Bioleaching processes and acid mine drainage (AMD) generation are mainly driven by microbial aerobic iron and sulfur oxidation, and they are also greatly influenced by microbial dissimilatory iron reduction coupled to sulfur oxidation (DIRSO) which has been described for anaerobic as well as aerobic conditions at very low pH. Studies in DIRSO by acidophiles are rare, and these focused on mesophilic acidophiles but hardly on thermophilic acidophiles. Moreover, a lack of knowledge exists for DIRSO-related iron and sulfur speciation transformation, microbial community structure and function and the molecular mechanism of iron and sulfur metabolic pathways in acidophiles, especially in thermoacidphiles. The proposed research project aims to explore the physiology and (bio)chemistry of DIRSO by thermoacidophilic archaea and mesoacidophilic bacteria. Microbe mineral interactions with different ferric iron containing minerals and different sulfur compounds will be studied by well-defined laboratory experiments with pure cultures including novel isolates, defined mixed cultures as well as microbial communities from acidic environments. High-end analytic techniques such as synchrotron radiation-based techniques (XANES, SR-XRD, STXM), online Raman spectroscopy, HPLC among others, will be applied to identify and quantify intermediary, labile chemical compounds involved in the Fe-S-coupled redox reactions in solution and on mineral surfaces. By detecting the sulfur-compound intermediates we will be able to describe reaction pathways of DIRSO in described and novel meso- and thermoacidophiles.

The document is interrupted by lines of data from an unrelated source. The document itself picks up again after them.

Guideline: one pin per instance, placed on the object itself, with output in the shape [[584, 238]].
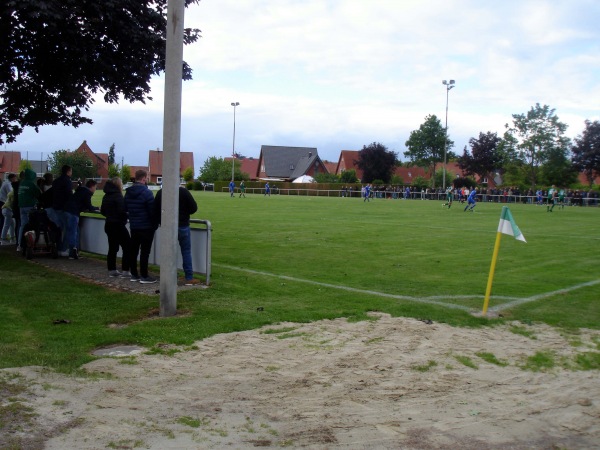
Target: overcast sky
[[340, 74]]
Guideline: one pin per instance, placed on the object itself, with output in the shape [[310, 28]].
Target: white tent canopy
[[304, 179]]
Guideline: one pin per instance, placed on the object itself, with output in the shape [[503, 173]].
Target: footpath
[[92, 268]]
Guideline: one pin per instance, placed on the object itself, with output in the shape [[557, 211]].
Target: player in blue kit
[[471, 200]]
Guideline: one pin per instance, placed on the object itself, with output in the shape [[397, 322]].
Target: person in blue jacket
[[80, 201], [471, 200], [139, 204]]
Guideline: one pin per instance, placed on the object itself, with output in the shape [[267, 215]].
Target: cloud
[[340, 74]]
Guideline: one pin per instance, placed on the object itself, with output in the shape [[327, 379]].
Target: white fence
[[93, 239]]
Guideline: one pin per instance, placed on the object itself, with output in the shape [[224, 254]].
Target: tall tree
[[534, 135], [114, 171], [426, 145], [83, 166], [56, 54], [376, 162], [558, 168], [586, 151], [111, 154], [188, 174], [485, 156]]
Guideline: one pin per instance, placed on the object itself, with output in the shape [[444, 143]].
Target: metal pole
[[449, 85], [445, 142], [234, 104], [171, 142]]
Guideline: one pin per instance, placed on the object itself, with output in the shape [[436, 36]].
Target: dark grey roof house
[[289, 163]]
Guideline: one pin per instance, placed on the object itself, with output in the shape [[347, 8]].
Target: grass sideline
[[302, 259]]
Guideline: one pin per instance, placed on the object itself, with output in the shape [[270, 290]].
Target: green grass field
[[302, 259]]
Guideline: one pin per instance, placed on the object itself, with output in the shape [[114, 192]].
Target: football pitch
[[407, 251]]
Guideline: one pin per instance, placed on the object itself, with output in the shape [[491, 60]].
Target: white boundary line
[[432, 300], [534, 298]]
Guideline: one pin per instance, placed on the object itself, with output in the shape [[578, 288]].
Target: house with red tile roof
[[289, 163], [100, 160], [249, 165], [155, 167], [9, 163]]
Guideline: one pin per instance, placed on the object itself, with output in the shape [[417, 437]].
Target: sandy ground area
[[392, 383]]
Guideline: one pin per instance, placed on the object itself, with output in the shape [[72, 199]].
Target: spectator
[[62, 191], [187, 207], [139, 204], [4, 190], [27, 199], [113, 208], [8, 228], [80, 201]]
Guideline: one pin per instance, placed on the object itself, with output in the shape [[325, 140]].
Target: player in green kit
[[552, 194], [561, 198], [449, 196]]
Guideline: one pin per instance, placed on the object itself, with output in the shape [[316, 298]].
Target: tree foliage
[[188, 174], [485, 155], [586, 151], [534, 135], [376, 162], [114, 170], [323, 177], [83, 166], [426, 145], [56, 54], [558, 168]]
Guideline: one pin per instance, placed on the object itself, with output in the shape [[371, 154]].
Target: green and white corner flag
[[508, 226]]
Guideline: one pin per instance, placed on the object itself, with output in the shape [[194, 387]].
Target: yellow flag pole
[[488, 290]]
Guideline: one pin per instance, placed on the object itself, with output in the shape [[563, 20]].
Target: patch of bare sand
[[330, 384]]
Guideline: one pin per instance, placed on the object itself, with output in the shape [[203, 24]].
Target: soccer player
[[471, 200], [552, 194], [449, 196], [561, 198]]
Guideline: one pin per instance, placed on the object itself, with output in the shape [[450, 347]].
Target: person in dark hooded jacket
[[26, 200], [139, 204], [113, 208]]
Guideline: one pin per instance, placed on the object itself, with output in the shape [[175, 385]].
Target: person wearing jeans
[[187, 207], [80, 201], [139, 204], [113, 208], [27, 199]]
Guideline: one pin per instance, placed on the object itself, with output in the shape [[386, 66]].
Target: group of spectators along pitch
[[63, 205]]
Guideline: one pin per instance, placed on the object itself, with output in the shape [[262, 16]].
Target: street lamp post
[[234, 104], [449, 85]]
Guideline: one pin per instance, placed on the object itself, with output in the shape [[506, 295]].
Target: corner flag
[[508, 226]]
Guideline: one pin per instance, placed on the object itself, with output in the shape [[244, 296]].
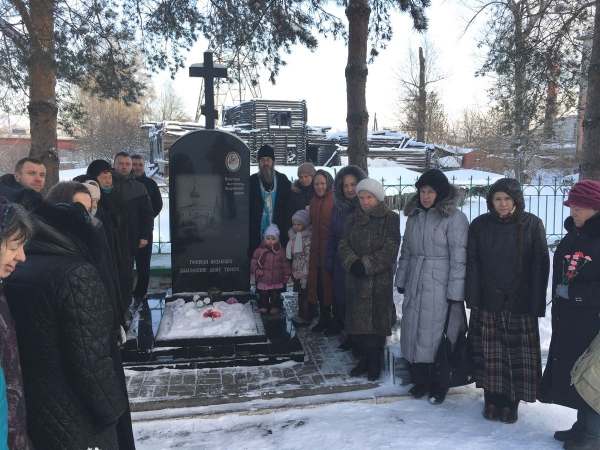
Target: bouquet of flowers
[[572, 264], [213, 314]]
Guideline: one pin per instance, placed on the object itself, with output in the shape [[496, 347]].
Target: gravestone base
[[276, 342]]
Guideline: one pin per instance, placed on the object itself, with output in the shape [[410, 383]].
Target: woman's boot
[[574, 431], [263, 302], [337, 323], [437, 395], [510, 412], [275, 303], [304, 310], [347, 344], [492, 406], [324, 319], [589, 439], [374, 362]]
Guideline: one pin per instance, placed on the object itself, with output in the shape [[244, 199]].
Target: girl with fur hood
[[298, 250], [271, 269], [431, 275], [302, 191]]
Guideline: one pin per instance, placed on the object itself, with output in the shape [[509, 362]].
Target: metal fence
[[543, 200]]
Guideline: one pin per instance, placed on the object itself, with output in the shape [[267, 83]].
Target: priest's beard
[[267, 175]]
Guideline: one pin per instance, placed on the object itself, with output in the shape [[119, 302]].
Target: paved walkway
[[325, 371]]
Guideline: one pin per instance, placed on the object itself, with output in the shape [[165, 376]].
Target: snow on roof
[[471, 176], [449, 162], [69, 174]]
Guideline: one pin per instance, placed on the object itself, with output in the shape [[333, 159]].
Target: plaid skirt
[[506, 353]]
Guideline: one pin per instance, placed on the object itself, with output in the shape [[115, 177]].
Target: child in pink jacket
[[298, 250], [271, 269]]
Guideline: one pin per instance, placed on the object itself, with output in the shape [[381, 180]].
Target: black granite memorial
[[209, 222], [209, 208]]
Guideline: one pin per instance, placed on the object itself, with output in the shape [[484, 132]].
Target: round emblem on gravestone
[[233, 161]]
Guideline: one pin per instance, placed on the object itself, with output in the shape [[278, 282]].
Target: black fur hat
[[437, 180], [339, 199], [512, 187], [266, 151], [98, 166]]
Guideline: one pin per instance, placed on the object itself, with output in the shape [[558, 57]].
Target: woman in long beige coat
[[368, 250]]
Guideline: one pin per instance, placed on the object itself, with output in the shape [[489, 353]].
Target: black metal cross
[[209, 71]]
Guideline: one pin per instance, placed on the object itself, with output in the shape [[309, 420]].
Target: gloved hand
[[358, 269], [121, 336], [562, 290]]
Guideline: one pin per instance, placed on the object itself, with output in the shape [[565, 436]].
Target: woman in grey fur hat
[[431, 275], [368, 250], [345, 199]]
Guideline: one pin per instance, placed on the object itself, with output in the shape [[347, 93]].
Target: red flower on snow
[[212, 314]]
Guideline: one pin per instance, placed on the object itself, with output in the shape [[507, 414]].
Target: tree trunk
[[42, 91], [422, 106], [590, 158], [551, 98], [357, 119], [519, 105]]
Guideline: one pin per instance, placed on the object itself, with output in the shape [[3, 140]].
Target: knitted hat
[[585, 194], [272, 230], [438, 182], [302, 216], [372, 186], [266, 151], [306, 169], [98, 166], [328, 178], [94, 189], [510, 186]]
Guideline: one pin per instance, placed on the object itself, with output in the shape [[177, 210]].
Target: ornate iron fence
[[543, 200]]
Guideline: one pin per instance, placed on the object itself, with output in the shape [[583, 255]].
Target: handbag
[[455, 368], [585, 375]]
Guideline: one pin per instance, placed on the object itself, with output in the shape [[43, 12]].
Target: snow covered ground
[[403, 424]]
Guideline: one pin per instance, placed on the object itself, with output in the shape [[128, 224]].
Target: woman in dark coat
[[65, 331], [113, 213], [345, 200], [575, 313], [320, 284], [301, 192], [69, 191], [505, 288], [368, 250], [15, 229]]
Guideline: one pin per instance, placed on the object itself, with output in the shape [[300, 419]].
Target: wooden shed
[[278, 123]]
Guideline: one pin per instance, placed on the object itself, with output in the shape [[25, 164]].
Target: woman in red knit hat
[[575, 312]]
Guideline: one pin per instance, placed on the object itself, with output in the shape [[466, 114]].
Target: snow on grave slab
[[183, 320]]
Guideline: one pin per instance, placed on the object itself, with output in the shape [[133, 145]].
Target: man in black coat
[[138, 202], [142, 260], [269, 194], [29, 173]]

At the same time, we will explore the microbial community structure and functional succession during leaching process and elucidate the iron/sulfur metabolic pathways of thermophilic acidophiles by transcriptomics and comparative proteomics. Towards application, DIRSO will be investigated in aerobic-anaerobic coupling systems by varying pH, electron donor (reduced sulfur compounds) and different ferric iron minerals for studying reaction kinetics in order to improve bioleaching and to better predict AMD generation.

生物浸出过程和酸性矿山废水（AMD）的产生主要是由微生物的好氧铁和硫氧化驱动的，它们也受到微生物异化铁还原耦合硫氧化（DIRSO）的影响很大，DIRSO已被描述为厌氧以及好氧条件下在非常低的pH值。此外，缺乏知识存在DIRSO相关的铁和硫的形态转化，微生物群落结构和功能，铁和硫代谢途径的分子机制，在嗜酸菌，特别是在嗜热嗜酸菌。拟开展的研究项目旨在通过嗜热嗜酸古菌和中嗜酸细菌探索DIRSO的生理和（生物）化学。微生物矿物与不同的含铁矿物和不同的硫化合物的相互作用将通过明确的实验室实验与纯培养物，包括新的分离物，定义的混合培养物以及微生物群落从酸性环境中进行研究。高端分析技术，如同步辐射技术（XANES，SR-XRD，STXM），在线拉曼光谱，HPLC等，将被应用于识别和量化中间，不稳定的化学化合物参与的Fe-S耦合氧化还原反应在溶液中和矿物表面。通过检测硫化合物中间体，我们将能够描述DIRSO在所描述的和新的内消旋和热嗜酸菌中的反应途径。同时，我们将探索浸出过程中微生物群落结构和功能演替，并通过转录组学和比较蛋白质组学阐明嗜热嗜酸菌的铁/硫代谢途径。在应用方面，将通过改变pH值、电子供体（还原硫化合物）和不同的三价铁矿物来研究DIRSO在好氧-厌氧耦合系统中的反应动力学，以改善生物浸出并更好地预测AMD的产生。